New multimodal interfaces are being built for strength. As the articles in this section attest, strength in a multimodal interface derives from a number of factors, including their compatibility with users' abilities and existing work practices, and the flexibility these hybrid interfaces permit. The robustness of a multimodal interface also increases substantially as the number and heterogeneity of modalities expands [2, 3]. Performance improves further when adaptive processing tailors the interface to important user and environmental characteristics. Finally, new tangible multimodal interfaces for safety-critical applications can persist and function following physical damage, power outages, and other sources of system failure.

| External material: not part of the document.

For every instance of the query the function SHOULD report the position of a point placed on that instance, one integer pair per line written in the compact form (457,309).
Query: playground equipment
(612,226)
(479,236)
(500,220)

State-of-the-art multimodal interfaces can process two or more combined input modes using recognition-based technologies in order to accurately identify users or to interpret their communicative intent [13]. There are several classes of multimodal system that are relatively mature, including ones that process speech and manual input (speech with pen or touch), audiovisual speech input (speech with lip movements), and multibiometric input. Computer speech and vision processing are two component technologies that are fundamental and pervasively used in developing these new systems, as discussed in the articles by Deng and Huang and by Turk. Some very recent multibiometric multimodal interfaces actually process three heterogeneous information sources together, including behavioral input based on speech and vision processing (voice, face) along with physiological input (fingerprint), as described by Jain et al. All of these multimodal interfaces are hybrids, and they are beginning to inject a new level of hybrid vigor into next-generation interface design.
With eight tentacles and the ability to shift colors rapidly, the intelligent octopus is a master at learning, adapting to, and controlling its environment. To improve their coverage, reliability, and usability, multimodal interfaces likewise are being designed that can automatically learn and adapt to important user, task, and environmental parameters.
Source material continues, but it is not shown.